Frecuentemente los creyentes se dedican a repetir la Biblia o a recitar los resúmenes doctrinales, pero la doctrina que proclaman no está respaldada por una vida espiritual sustentada en una relación directa y personal con el Señor. Es lamentable que nuestra educación religiosa se limite a lo recibido en la infancia o adolescencia y nada más. Como cristianos necesitamos conocer la doctrina y dar cuenta del contenido de lo que creemos.

Otros creyentes cumplen los rituales de la Iglesia como una manera de buscar la gracia de Dios, se bautizan y van a todos los sacramentos y asisten semanalmente a la Iglesia pero no hay una conexión entre los ritos y la vida. Sus ritos son ritos vacíos que no se realizan con sinceridad de corazón. Pareciera que fuesen cristianos solo en el templo, pero no se ve el efecto de los rituales en la vida.

Existe otro grupo que se dedica a hacer mucha actividad social pero alejada de una relación con el Señor. De esta manera, su actividad no es más que una acción altruista o política vacía.

Al analizar la acción de los creyentes se hace evidente que la fragmentación de elementos importantes de la fe hace menos efectivo el testimonio y la evangelización. La fragmentación lleva a lo que se conoce como creyentes de cafetería: aquellas personas que deciden aceptar solo unos aspectos de lo que la Iglesia enseña. La mayoría de las veces, aceptan solo aquello con lo cual están de acuerdo y cómodos, sin preocuparse si son fieles al mensaje y a la voluntad del Señor. La elección es completamente subjetiva y se mira la verdad con relativismo. Se acepta la salvación con condiciones y no como Dios la ofrece a través de la Iglesia.

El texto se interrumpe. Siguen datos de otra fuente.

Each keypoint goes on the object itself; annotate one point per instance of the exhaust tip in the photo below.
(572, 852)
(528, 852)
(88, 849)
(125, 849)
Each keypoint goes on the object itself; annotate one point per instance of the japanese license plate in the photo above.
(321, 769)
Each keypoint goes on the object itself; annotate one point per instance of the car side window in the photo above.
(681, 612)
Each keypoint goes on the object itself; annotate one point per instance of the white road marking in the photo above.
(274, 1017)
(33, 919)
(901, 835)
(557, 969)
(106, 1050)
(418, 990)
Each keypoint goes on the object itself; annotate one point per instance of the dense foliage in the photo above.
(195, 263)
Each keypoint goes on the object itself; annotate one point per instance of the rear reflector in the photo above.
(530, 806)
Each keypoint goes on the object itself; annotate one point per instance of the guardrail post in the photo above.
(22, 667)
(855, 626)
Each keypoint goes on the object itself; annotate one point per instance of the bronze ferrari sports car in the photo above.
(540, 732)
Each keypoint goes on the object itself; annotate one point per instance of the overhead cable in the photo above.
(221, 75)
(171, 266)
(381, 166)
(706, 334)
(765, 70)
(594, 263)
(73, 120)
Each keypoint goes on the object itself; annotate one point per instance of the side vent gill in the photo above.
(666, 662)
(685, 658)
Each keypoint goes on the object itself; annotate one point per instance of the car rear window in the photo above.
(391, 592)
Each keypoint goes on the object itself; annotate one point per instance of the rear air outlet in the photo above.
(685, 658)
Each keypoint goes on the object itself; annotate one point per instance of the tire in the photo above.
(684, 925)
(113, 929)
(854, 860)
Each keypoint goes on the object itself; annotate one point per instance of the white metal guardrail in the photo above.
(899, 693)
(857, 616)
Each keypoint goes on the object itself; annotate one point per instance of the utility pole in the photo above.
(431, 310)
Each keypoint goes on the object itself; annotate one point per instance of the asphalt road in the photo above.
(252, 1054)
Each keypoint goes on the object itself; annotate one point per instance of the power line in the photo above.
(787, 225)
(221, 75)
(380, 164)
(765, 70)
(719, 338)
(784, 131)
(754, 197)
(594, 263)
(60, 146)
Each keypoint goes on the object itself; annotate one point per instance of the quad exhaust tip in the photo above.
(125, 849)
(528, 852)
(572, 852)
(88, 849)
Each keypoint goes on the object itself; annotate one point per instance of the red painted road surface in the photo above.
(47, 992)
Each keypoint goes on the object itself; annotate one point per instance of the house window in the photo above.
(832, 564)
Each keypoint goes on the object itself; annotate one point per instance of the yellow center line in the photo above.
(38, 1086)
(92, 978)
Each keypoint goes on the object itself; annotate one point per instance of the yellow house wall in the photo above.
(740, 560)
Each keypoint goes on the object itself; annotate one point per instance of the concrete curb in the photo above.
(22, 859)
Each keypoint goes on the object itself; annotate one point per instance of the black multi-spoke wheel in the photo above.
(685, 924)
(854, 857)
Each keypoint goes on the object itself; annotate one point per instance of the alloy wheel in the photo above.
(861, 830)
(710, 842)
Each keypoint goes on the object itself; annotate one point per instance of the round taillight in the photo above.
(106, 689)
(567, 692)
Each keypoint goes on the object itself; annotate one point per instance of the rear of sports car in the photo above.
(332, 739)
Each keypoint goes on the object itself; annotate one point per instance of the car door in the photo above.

Hay que anotar que si los primeros discípulos hubieran procedido de esa manera, el cristianismo no se hubiera multiplicado. Ellos entendieron que el mensaje era superior a ellos mismos, y por ese motivo prefirieron ofrecer su vida antes que traicionar la verdad enseñada por Dios.

El punto unificado de toda acción cristiana es la relación y compromiso personal que se tenga con la persona de Jesucristo resucitado. Es necesario por lo tanto saber la doctrina, participar de los rituales y sacramentos y preocuparse por servir al prójimo. Lo anterior no es suficiente si no se lleva al corazón y se unifica en una relación personal con el Señor. Juan Pablo II lamentaba que "algunas veces incluso los católicos han perdido o nunca han tenido la oportunidad de experimentar a Cristo personalmente: no Cristo como un mero ‘paradigma’ o ‘valor’, pero como el Señor viviente, ‘el camino, la verdad y la vida’."

El proceso de seguir a Cristo comienza con oírlo, encontrarlo personalmente y experimentar la fe y la conversión como un don especial de Dios. La conversión lleva a la aceptación incondicional de Jesucristo y a la comunión con quienes nos rodean siendo solidarios con los demás. Esta vivencia nos impulsa a proclamar al Jesucristo que hemos experimentado a quienes no lo conocen y a nutrirnos de la gracia en los rituales de la Iglesia. Nuestra relación personal con el Señor y nuestra solidaridad con los demás son el impulso que mantiene nuestro testimonio vivo.